The young man was too stunned by the two women's suggestions to speak. Elanor had an arrogant look on her face. Looking at Molly out of the corner of her eye, she continued in a lower voice.

"And then there's that bitch..." she said. "She's done nothing but rat us both out to McCarthy and pose as Hermione Granger since we started our internship. She even tried to sabotage this experiment, Ted. We'd rather share the success of the experiment with the corpse of a caged bonobo chimpanzee than that traitorous idiot."

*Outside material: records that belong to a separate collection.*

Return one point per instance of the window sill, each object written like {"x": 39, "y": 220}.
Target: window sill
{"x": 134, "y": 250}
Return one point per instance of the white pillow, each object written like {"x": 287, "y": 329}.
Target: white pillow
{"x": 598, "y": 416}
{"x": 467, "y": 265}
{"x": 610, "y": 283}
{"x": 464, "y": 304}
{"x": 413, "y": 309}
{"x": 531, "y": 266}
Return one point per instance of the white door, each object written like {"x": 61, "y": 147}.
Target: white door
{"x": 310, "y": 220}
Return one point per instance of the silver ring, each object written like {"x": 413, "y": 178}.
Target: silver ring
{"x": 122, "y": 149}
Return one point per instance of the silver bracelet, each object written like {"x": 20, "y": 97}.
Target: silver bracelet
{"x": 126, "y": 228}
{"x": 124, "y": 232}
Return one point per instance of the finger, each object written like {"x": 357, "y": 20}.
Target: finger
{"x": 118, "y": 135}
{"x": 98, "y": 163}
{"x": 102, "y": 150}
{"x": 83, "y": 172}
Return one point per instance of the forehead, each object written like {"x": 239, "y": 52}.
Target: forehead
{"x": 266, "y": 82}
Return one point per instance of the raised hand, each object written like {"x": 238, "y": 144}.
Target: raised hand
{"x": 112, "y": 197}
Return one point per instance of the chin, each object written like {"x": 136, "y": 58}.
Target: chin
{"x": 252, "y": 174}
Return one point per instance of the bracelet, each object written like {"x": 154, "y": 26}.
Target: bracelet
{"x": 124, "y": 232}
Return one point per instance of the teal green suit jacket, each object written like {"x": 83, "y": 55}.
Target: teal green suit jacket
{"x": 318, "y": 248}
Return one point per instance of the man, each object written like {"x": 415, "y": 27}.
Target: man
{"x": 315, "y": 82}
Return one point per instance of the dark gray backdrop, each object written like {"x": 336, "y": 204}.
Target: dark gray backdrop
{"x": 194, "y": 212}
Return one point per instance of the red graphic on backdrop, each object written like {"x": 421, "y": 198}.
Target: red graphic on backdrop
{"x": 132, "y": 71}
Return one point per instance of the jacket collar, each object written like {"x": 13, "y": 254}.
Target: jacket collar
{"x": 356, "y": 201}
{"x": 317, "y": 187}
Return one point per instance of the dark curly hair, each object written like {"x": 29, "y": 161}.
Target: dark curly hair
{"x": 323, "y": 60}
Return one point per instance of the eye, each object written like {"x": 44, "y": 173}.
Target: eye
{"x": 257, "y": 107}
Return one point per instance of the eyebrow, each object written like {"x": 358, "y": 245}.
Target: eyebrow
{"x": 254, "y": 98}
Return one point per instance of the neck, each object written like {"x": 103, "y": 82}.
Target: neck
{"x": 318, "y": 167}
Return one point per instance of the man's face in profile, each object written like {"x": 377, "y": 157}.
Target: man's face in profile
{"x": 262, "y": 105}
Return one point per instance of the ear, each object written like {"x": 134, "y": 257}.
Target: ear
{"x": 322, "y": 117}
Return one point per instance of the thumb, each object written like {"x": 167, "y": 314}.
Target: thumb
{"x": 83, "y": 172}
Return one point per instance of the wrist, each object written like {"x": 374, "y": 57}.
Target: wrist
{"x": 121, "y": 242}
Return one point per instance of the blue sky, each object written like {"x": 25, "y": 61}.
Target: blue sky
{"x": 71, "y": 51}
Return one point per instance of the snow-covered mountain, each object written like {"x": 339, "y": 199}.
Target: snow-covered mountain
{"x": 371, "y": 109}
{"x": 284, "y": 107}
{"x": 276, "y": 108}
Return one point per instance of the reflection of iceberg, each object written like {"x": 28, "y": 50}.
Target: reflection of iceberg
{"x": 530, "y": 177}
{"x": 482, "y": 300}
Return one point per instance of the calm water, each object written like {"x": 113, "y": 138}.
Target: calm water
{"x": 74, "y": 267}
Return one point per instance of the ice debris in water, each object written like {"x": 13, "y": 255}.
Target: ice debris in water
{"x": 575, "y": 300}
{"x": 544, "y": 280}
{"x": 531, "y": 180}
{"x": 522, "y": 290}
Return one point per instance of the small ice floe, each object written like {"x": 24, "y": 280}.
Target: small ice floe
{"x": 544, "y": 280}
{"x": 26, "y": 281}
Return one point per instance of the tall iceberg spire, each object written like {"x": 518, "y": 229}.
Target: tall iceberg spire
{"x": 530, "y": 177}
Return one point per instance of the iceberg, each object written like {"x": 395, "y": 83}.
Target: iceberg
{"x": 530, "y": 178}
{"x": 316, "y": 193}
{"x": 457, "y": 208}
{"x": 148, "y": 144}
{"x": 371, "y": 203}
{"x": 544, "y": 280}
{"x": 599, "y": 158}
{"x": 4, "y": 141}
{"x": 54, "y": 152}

The young man couldn't help but agree. Molly was an intolerable person to both of them in business. She never missed an opportunity to get ahead, and when she saw the slightest mistake, she rushed to McCarthy to complain about the young couple. He knew that Elanor would be angry, so he never said so, but sometimes he even thought that Molly was jealous of their relationship. Ted had never been one of those men who thought all women hit on him, but it was true that Molly was much friendlier to him when Elanor wasn't in the lab. He shot a disdainful glance at the girl at the desk, who was rummaging through papers in a panic, and then murmured to his beautiful fiancée.

"What should I do?"

Elanor winked. "Turn off the speakers and monitor, and pretend to turn off the switch."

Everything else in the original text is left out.